Biplots are the primary visualization tool for PCA. The biplots plot the transformed data as points shown in the form of the row index of the dataset and the original variables as vectors (arrows) on the same graph. It also helps us visualize the relationship between the variables themselves.

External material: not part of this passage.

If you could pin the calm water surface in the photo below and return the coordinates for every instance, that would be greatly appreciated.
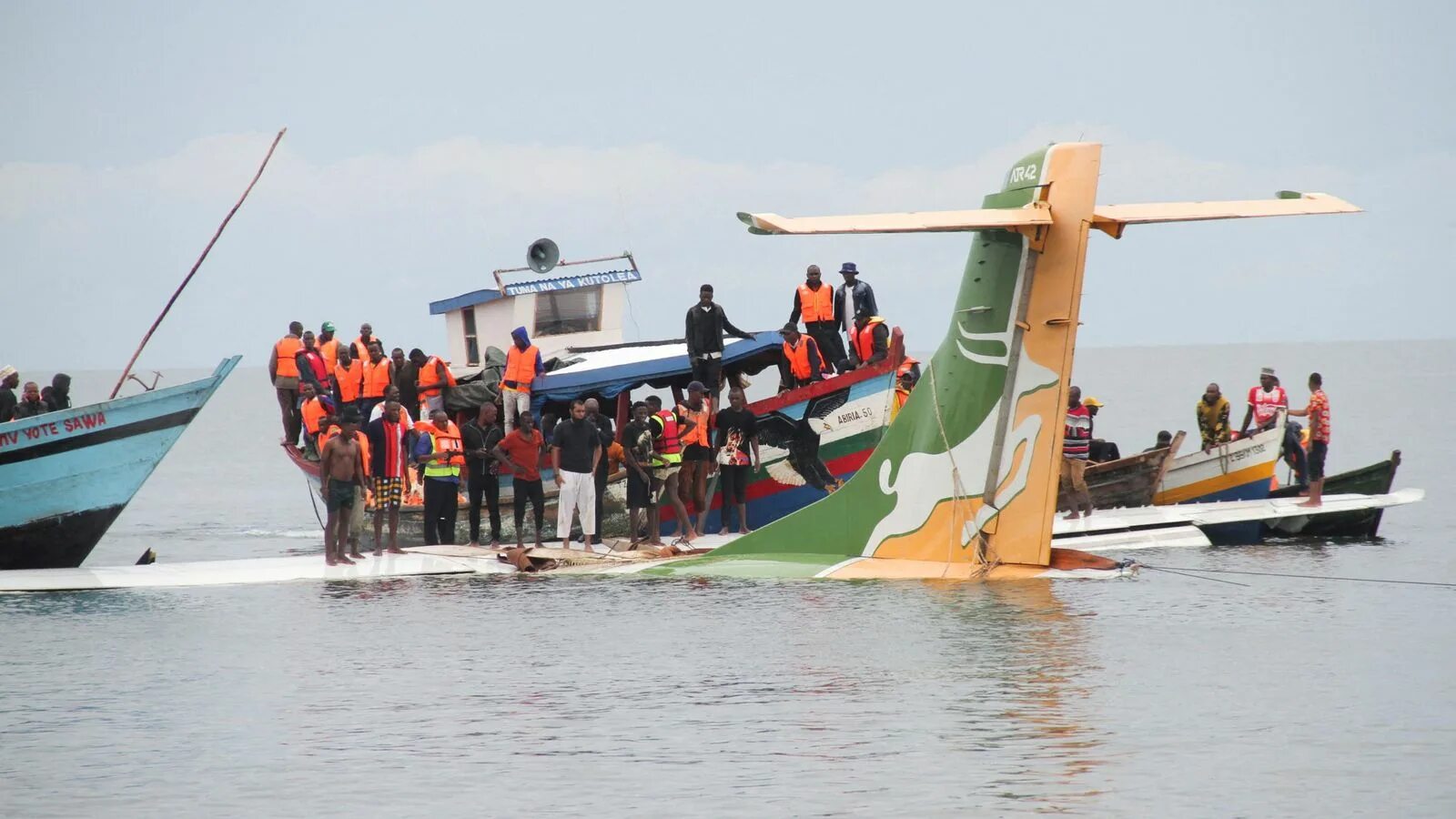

The direction of the vectors, length, and the angle between the vectors all have a meaning. Let’s look at the angle between the vectors. The smaller the angles between the vectors, the more the variables are positively correlated. In the above plot, if we pick a few variables, Alcalinity and Nonflavanoids have a high positive correlation due to the small angle between the vectors. The same can be said for Proanthocyanins and Phenois. Malic and Hue or Alcalinity and Phenois are negatively correlated as the vectors go in the opposite direction.
We can verify the claims by choosing the row indices from the plot.
Let’s choose row index 131 and 140
| Alcalinity | Nonflavanoids | |
|---|---|---|
| 131 | 18 | 0.21 |
| 140 | 24 | 0.53 |
Both Alcalinity and Nonflavanoids moved together
Let’s choose row index 23 and 33
| Proanthocyanins | Phenois | |
|---|---|---|
| 51 | 2.91 | 2.72 |
| 33 | 1.97 | 2.42 |
Both Proanthocyanins and Phenois moved together
Interestingly, the data points seem to form clusters indicated by the different colors corresponding to the type of wine. PCA can be useful not only for reducing the dimensionality of the dataset but also for clustering. Since we would be using only a subset of the principal components that explain the majority of the variation in the dataset while building the predictive models, it could be very useful in reducing the menace of overfitting.
Sometimes, you may create additional features, which could be the result of domain knowledge and common sense either manually or programmatically.
Examples:
The steps preceding the predictive modeling stage take up as much as 80% of an analyst’s time of which Data Preparation takes up a lion’s share. The importance of Feature Engineering in Data Preparation can’t be underestimated. If done the right way, it could lead to better insights and more efficient and robust models. The tricks discussed in the article series attempt to arm the analyst with enough ammunition in the form of tricks/tips.